From the start Catherine Breillat’s film goes straight to the heart of her main cinematic interest–female sexuality. With all the French verve for sexuality on film, one can imagine Breillat’s movie being just another in a line of titillating French dramas, but her concerns are far less glamorous and much more considered than that. Breillat is, at heart, a provocateur trading in the exploration of where society treads all over the passions of women. It is savage and frustrated, and any sympathy or joy is short lived, always to be ripped away.
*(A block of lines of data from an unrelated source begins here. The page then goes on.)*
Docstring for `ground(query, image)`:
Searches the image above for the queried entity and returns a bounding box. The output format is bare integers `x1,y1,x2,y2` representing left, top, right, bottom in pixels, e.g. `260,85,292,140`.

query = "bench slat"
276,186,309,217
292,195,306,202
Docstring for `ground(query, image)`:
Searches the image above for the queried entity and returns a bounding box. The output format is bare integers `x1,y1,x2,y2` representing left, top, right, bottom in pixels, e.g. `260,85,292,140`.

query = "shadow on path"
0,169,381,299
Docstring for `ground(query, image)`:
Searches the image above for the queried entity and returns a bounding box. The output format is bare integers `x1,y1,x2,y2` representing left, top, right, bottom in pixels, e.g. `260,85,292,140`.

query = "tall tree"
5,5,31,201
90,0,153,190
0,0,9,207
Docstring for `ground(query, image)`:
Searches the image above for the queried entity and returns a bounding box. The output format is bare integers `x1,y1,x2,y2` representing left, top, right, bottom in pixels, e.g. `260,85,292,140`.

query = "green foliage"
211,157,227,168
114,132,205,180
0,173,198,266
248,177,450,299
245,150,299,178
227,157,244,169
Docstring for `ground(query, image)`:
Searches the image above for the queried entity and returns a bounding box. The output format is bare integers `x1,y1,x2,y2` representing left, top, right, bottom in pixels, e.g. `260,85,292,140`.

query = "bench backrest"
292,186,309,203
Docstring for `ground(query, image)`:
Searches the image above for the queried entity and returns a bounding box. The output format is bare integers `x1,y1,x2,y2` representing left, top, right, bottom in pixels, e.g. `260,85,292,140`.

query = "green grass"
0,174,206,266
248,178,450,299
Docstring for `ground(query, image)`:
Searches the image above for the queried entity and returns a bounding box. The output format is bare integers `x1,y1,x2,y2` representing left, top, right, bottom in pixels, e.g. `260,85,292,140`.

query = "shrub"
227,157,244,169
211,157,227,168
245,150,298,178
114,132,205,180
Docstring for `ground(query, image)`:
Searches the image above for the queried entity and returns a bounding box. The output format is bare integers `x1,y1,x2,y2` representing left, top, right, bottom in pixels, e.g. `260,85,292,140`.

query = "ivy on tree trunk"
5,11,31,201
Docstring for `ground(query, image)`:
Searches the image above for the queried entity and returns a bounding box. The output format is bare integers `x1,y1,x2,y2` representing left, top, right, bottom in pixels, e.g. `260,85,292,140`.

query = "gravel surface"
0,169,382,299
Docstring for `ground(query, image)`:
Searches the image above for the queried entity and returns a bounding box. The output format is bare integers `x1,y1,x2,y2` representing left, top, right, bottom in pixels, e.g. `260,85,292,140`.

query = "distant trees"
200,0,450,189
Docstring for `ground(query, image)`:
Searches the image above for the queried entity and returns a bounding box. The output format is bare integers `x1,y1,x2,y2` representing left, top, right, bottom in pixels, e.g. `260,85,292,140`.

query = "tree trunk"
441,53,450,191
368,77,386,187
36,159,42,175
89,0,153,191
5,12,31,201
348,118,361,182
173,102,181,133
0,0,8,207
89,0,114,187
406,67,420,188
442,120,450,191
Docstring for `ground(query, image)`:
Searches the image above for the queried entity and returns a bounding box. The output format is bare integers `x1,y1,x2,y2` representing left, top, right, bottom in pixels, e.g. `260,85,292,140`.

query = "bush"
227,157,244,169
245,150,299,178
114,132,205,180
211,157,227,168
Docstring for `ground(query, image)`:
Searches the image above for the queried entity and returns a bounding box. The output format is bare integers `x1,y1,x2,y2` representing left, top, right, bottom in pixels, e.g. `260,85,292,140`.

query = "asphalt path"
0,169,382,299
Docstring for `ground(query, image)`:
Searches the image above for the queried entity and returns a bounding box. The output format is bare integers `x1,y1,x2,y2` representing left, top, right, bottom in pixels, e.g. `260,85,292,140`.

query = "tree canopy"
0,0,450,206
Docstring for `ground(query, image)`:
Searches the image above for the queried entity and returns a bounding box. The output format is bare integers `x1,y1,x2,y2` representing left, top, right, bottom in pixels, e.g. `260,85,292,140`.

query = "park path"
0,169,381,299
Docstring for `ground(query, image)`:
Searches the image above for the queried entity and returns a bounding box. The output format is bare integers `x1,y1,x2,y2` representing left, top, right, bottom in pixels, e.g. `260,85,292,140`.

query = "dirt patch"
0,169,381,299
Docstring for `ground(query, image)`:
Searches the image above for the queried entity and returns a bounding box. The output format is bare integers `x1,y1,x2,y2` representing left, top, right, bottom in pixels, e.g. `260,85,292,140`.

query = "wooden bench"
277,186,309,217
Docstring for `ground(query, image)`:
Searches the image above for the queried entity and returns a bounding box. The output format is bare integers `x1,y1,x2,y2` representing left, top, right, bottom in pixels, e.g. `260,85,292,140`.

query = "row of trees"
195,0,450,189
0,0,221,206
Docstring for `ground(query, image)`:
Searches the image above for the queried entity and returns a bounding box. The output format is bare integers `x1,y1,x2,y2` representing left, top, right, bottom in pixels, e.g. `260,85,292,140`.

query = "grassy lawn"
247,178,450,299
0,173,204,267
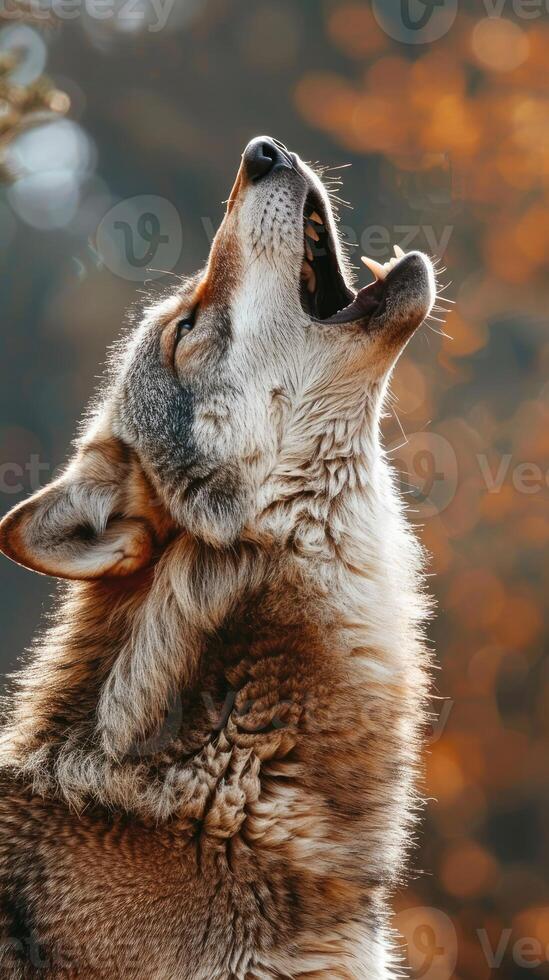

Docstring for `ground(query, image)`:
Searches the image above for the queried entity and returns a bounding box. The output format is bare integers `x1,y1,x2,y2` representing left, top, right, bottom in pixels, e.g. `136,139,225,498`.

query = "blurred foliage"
0,0,549,980
0,0,70,182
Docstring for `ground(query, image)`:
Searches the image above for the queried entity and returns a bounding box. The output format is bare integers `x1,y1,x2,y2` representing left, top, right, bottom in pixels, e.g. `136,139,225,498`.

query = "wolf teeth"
362,251,406,280
362,255,389,279
301,262,316,293
305,225,320,242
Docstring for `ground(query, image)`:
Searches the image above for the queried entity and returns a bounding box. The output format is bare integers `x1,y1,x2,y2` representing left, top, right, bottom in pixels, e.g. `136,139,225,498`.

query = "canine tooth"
361,255,388,279
305,225,320,242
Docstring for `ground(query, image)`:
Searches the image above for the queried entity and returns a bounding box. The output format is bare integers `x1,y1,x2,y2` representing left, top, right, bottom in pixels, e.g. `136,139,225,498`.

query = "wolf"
0,137,436,980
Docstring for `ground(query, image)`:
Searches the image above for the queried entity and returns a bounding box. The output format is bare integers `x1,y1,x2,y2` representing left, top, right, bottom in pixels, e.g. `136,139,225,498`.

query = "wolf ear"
0,437,166,579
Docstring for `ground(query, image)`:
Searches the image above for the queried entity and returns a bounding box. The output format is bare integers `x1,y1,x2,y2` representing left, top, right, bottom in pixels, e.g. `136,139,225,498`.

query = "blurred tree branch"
0,0,70,183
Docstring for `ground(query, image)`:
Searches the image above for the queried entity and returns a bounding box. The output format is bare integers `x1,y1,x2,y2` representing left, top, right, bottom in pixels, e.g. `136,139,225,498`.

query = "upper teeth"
362,245,406,279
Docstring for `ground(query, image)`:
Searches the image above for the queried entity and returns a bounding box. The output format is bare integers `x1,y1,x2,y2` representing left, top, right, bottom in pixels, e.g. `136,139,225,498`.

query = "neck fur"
0,444,426,821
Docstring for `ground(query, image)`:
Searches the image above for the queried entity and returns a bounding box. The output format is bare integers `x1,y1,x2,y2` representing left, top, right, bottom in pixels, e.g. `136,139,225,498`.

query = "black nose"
243,136,292,181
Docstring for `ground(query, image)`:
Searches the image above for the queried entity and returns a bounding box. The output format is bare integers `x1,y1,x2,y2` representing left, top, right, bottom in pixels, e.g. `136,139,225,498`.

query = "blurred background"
0,0,549,980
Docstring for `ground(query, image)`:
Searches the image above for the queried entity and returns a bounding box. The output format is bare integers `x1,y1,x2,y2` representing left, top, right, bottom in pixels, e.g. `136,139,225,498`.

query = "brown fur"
0,140,436,980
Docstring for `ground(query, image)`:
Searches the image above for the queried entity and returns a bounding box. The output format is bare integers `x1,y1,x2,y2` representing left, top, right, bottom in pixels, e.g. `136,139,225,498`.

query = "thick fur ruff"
0,140,434,980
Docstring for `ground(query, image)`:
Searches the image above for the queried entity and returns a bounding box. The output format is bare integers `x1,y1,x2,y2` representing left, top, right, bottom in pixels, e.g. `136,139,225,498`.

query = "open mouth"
301,190,404,325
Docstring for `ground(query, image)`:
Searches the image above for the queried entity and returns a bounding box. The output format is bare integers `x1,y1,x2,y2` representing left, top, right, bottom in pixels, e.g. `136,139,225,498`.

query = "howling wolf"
0,137,436,980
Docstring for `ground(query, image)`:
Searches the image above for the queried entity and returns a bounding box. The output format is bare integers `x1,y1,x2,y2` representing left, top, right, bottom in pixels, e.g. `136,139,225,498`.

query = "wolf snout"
242,136,293,183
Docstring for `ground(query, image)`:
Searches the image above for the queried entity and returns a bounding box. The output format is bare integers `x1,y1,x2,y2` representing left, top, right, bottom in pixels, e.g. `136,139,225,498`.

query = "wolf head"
0,137,435,579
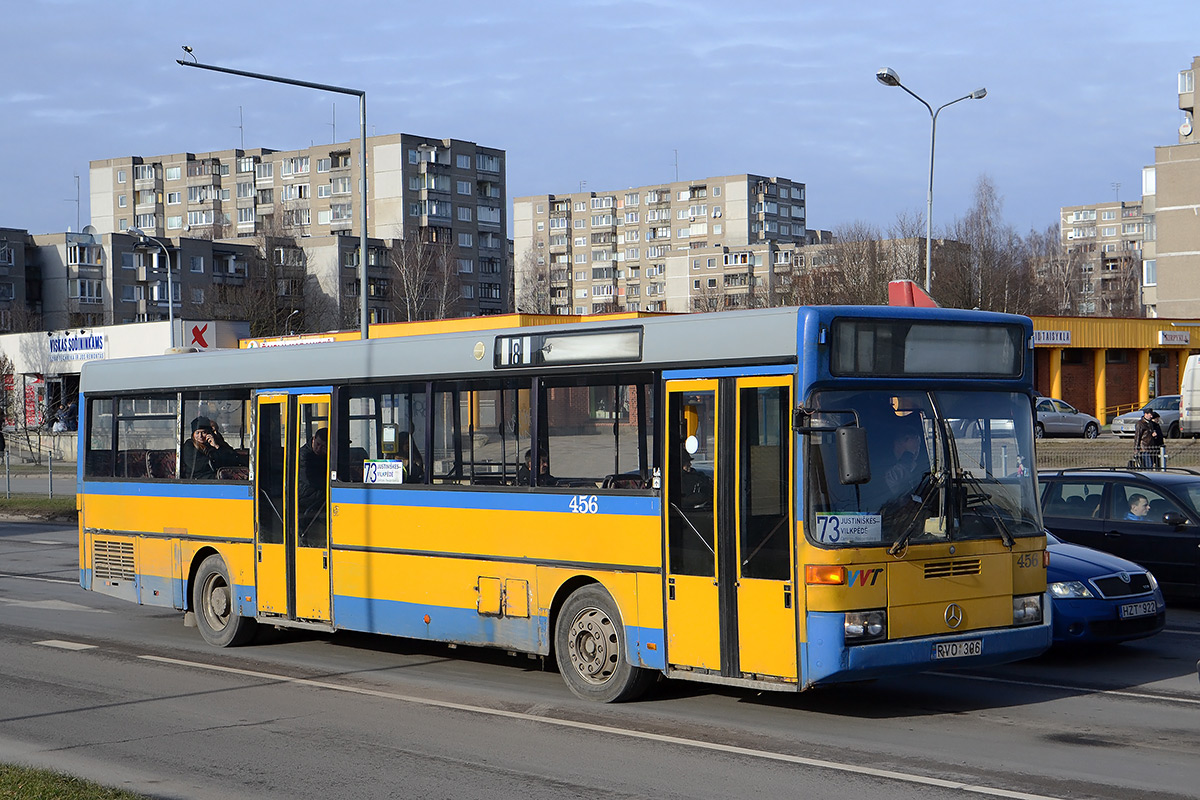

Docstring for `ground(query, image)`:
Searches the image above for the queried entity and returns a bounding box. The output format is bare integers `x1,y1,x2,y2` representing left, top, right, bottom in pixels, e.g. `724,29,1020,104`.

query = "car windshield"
808,391,1043,546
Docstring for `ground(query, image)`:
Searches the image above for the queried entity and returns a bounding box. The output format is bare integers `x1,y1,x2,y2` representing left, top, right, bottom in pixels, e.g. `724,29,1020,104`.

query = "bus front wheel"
192,555,256,648
554,584,655,703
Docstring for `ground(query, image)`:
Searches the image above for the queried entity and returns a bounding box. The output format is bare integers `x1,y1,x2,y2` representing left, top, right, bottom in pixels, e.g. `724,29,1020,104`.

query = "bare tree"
388,234,462,321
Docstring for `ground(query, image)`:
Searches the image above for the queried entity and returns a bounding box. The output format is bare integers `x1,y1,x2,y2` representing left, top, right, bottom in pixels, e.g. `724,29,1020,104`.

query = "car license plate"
934,639,983,661
1121,600,1158,619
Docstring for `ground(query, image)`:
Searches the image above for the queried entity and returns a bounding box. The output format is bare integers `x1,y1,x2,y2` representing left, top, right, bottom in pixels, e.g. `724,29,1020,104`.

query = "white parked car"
1112,395,1180,439
1033,397,1100,439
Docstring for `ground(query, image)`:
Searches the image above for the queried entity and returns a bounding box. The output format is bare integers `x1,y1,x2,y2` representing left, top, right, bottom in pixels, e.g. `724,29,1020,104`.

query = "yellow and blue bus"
78,307,1050,702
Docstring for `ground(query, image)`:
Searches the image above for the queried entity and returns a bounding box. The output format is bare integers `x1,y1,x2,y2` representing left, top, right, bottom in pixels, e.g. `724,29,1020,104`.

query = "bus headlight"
846,608,888,644
1013,595,1042,625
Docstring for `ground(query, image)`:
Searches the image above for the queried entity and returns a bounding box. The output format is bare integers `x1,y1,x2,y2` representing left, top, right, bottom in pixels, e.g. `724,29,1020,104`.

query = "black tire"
554,584,656,703
192,555,256,648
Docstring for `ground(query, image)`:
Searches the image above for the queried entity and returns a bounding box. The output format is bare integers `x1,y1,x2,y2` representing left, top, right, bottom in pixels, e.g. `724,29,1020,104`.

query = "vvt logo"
846,567,883,587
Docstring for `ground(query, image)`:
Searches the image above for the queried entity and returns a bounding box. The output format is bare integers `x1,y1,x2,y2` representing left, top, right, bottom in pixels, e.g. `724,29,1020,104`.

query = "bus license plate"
1121,600,1158,619
934,639,983,661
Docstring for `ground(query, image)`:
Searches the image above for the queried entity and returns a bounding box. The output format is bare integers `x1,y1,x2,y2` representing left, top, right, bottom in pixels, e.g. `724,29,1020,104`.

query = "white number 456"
568,494,599,513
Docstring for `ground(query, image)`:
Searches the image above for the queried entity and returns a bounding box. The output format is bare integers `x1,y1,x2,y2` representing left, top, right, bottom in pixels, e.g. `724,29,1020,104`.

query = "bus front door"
665,377,798,681
254,395,331,622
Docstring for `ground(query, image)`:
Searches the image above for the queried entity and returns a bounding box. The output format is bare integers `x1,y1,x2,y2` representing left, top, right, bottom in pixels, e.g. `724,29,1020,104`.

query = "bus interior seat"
148,450,175,477
116,450,150,477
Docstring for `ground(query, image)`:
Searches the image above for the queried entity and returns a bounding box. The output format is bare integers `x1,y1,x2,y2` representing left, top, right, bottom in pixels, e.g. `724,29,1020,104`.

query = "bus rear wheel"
554,584,655,703
192,555,256,648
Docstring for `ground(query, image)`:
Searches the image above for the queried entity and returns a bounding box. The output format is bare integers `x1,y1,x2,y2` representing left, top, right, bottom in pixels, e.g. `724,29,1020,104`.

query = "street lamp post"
875,67,988,294
125,228,175,349
175,52,370,338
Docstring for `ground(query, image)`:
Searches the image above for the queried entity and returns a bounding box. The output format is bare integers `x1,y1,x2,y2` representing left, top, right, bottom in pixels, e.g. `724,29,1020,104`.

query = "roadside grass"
0,493,78,522
0,764,148,800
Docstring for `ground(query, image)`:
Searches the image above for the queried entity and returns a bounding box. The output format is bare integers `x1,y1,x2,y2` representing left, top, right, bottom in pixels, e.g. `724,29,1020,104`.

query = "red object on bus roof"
888,281,941,308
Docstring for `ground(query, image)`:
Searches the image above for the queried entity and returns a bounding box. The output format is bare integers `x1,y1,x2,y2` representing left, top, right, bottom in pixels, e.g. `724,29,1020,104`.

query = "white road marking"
34,639,96,650
0,572,79,585
0,597,112,614
941,672,1200,705
139,656,1057,800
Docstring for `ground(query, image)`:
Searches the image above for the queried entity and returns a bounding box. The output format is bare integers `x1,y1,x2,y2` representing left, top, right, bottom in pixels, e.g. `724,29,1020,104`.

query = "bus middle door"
254,393,331,622
664,375,798,681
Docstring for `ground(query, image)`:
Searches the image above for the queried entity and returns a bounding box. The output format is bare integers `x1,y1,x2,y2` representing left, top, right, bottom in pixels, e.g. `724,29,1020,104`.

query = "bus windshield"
808,390,1042,547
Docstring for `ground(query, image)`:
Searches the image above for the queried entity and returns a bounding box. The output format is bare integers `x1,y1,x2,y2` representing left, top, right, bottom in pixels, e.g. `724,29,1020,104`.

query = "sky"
0,0,1200,235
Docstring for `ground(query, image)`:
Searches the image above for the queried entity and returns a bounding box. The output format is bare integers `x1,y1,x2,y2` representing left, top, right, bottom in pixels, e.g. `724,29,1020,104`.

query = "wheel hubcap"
566,608,620,684
204,576,233,630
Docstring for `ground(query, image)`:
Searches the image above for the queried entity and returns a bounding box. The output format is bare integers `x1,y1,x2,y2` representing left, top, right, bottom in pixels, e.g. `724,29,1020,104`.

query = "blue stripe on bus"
800,612,1050,686
662,365,796,380
334,595,666,669
330,486,661,517
83,481,254,500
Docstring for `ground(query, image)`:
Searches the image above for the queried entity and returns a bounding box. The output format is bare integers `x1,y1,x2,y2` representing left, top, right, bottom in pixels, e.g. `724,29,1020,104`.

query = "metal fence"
1036,437,1200,470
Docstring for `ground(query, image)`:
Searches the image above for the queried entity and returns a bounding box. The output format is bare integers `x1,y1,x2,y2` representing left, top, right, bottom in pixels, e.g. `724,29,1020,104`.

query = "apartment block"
0,228,42,332
512,174,808,314
90,133,511,321
1051,200,1146,317
1142,56,1200,317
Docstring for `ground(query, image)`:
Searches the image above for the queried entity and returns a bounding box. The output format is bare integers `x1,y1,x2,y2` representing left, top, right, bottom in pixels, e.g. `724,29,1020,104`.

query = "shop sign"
1033,331,1070,347
50,333,104,361
1158,331,1192,347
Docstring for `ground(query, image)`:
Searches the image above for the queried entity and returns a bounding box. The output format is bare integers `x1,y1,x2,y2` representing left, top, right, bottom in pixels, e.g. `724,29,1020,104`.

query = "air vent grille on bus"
925,559,980,581
91,539,133,581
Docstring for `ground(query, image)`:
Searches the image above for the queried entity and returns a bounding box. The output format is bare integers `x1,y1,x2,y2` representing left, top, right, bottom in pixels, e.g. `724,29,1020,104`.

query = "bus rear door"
664,375,798,680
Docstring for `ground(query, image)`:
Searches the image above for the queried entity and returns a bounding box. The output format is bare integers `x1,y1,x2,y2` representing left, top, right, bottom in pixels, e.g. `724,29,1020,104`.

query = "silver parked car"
1112,395,1180,439
1033,397,1100,439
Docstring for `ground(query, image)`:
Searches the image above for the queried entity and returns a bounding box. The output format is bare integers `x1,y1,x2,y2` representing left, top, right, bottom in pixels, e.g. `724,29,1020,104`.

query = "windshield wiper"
961,470,1016,549
888,470,944,555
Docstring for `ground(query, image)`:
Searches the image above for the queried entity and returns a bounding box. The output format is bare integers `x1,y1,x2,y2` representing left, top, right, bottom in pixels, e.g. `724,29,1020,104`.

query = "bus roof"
80,306,1030,393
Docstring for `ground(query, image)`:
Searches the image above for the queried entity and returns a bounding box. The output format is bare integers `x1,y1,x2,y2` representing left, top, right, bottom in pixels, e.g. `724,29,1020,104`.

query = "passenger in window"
517,450,558,486
179,416,241,481
679,452,713,509
298,428,329,519
883,429,920,497
397,433,425,483
1126,494,1150,522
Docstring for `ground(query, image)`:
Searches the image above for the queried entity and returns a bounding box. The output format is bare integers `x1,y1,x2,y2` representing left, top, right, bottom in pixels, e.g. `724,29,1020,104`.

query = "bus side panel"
332,489,661,660
80,485,256,616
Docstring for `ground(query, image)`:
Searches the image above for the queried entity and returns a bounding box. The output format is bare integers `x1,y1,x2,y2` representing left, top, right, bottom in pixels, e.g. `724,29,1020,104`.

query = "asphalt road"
0,523,1200,800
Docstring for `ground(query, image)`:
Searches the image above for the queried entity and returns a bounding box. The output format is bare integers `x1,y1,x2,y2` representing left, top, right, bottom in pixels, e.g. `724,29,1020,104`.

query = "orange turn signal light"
804,564,846,587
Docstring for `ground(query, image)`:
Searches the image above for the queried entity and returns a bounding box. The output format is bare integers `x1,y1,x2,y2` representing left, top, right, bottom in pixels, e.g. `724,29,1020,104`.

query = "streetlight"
175,44,368,338
875,67,988,294
125,228,175,349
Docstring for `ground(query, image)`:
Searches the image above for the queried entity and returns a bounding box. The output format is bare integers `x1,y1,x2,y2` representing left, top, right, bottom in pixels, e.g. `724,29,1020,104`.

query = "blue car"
1046,531,1166,645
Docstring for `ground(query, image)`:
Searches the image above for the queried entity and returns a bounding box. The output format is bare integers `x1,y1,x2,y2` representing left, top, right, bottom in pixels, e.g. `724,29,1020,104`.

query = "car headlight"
846,608,888,644
1013,595,1042,625
1050,581,1096,600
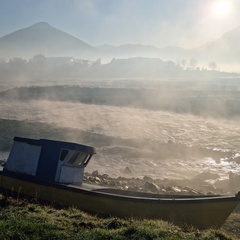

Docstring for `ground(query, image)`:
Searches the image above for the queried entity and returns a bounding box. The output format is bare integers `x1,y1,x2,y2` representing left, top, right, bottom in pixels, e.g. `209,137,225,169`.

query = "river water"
0,100,240,185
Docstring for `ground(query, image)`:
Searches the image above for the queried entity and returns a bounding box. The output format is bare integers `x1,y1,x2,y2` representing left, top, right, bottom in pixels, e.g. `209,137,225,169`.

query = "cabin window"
68,151,91,166
60,149,69,161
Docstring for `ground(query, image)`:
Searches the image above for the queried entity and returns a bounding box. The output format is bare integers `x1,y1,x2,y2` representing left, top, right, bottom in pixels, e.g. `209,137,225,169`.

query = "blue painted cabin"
4,137,96,185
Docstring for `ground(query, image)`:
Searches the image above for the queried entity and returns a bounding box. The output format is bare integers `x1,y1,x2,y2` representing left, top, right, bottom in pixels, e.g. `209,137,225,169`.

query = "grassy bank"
0,196,240,240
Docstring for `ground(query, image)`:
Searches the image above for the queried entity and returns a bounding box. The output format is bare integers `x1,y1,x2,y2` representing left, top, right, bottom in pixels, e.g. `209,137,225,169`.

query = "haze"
0,0,240,48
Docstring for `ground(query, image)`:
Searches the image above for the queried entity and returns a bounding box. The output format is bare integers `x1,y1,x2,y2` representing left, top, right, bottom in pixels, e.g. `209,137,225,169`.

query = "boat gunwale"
0,171,240,204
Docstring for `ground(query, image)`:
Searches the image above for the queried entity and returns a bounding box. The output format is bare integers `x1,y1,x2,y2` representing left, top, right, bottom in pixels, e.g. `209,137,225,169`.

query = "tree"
208,62,217,70
189,58,197,69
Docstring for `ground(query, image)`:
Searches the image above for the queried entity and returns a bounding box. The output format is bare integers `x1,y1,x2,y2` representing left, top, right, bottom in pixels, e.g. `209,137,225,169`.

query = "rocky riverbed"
84,168,240,195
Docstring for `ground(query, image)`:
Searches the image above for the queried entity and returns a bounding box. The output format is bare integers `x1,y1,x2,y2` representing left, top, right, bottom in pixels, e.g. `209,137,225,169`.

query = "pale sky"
0,0,240,48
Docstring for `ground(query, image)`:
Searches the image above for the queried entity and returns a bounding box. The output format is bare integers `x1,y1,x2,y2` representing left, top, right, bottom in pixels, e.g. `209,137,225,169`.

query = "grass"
0,196,240,240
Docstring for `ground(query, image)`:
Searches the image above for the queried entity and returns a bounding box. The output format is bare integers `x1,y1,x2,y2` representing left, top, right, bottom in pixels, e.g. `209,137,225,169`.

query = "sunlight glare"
213,0,230,17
While on vacation Elena meets a young Italian law student Fernando, who immediately falls for her and begins to make advances. Elena, both flattered by him and afraid of his eagerness, sneaks him into Elena and Anaïs’ shared bedroom, leading to two lengthy nights where he tries to woo her with sweet talk and passive aggressive coercion, a mixture of boyhood machismo and outright masculine domination, slowly wearing her down while Anaïs pretends to be asleep.

The movie is overtly sympathetic towards Anaïs, keeping her sister’s secrets despite her sister lashing out at Anais as a way to cope with this sudden early blossoming of her sexuality. Anaïs keeps her opinions mostly to herself, but her long stares at the camera and her too-mature look at the world are both endearing and make her the only way in for the audience. Anaïs spends most of her time in the pool, in one scene floating back and forth while playacting scenes from saccharine, typical Hollywood style romances. But after Elena’s first time, Anaïs seems to go into a sympathetic funk, quiet and subdued, wearing the trauma Elena tries to hide.

When Anaïs and Elena aren't at odds, there is a sad sense of sympathy between the two of them.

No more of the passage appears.